Milena Castigli intervista il giudice Simonetta Matone, Sostituto Procuratore Generale presso la Corte d’Appello di Roma, su minori e giustizia (e molto altro)
Giudice, oggi Sostituto Procuratore Generale presso la Corte d’Appello di Roma, per 17 anni PM per il Tribunale dei Minori. In passato, capo di gabinetto del Ministro Mara Carfagna, vice capo vicario del Dap con il ministro Severino e capo del Dipartimento degli Affari di Giustizia con il ministro Cancellieri.
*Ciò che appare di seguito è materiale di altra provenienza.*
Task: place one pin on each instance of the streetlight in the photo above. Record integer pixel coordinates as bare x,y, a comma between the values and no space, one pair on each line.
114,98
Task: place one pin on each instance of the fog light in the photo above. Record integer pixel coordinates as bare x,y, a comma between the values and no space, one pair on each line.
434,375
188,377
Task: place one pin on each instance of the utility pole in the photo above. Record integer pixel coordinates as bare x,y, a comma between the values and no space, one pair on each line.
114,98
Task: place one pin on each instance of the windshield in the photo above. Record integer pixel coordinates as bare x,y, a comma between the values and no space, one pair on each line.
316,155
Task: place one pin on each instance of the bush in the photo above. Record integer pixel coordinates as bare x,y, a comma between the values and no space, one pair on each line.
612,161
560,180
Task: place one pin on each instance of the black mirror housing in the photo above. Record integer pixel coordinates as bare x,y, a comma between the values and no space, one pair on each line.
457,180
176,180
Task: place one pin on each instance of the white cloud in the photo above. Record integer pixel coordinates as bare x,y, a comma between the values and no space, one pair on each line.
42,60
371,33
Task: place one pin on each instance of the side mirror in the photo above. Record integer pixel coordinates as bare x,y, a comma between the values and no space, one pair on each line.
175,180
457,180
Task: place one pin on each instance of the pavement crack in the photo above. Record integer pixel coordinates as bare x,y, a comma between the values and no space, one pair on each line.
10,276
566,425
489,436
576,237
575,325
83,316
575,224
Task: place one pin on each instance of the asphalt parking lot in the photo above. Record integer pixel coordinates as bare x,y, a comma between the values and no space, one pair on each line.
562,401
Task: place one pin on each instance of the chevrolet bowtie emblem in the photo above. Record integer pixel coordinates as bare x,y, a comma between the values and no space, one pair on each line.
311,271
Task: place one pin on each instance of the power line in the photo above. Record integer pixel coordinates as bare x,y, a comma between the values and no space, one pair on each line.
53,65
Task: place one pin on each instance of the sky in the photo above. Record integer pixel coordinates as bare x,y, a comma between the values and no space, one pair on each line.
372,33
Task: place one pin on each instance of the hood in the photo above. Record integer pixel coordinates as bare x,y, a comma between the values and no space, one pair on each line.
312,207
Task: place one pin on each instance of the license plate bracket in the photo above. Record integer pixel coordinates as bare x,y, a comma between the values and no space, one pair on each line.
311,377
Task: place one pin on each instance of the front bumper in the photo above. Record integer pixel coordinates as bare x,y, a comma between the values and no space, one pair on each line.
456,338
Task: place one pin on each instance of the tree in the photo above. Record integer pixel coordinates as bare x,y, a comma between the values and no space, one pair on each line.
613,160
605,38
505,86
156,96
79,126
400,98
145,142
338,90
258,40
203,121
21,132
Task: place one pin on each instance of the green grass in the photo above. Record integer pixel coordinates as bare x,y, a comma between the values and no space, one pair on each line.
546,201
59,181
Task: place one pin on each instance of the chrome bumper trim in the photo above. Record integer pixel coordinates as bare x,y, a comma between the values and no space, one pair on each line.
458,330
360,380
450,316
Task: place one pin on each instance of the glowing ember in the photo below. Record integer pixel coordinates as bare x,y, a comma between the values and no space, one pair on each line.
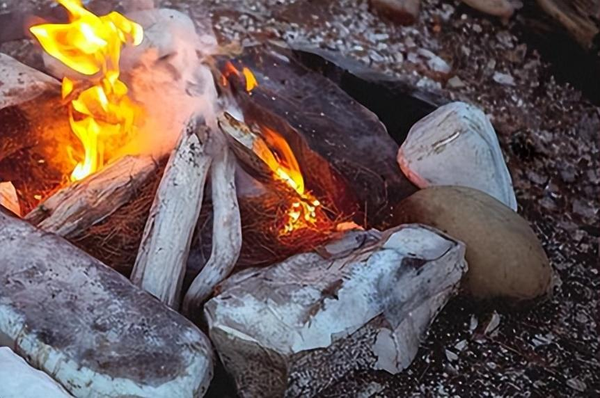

Tutto questo e molto altro – è infatti madre di tre figli! – è Simonetta Matone.
In prima linea per la Giustizia
Una vita in prima linea per la Giustizia (sì, quella con la G maiuscola) verso la quale nutre profondo rispetto ma senza falsi irenismi.La giornalista Milena Castigli l’ha intervistata per il quotidiano In Terris sui limiti e le potenzialità del sistema giudiziario italiano, sulla piaga della delinquenza giovanile e sulle cause dell’aumento della violenza contro donne e bambini.
Infine, sono stati toccati temi più allegri: il ruolo della fede nella società e il ricordo più bello di Simonetta Matone in tanti anni di lavoro a contatto con il lato oscuro dell’essere umano.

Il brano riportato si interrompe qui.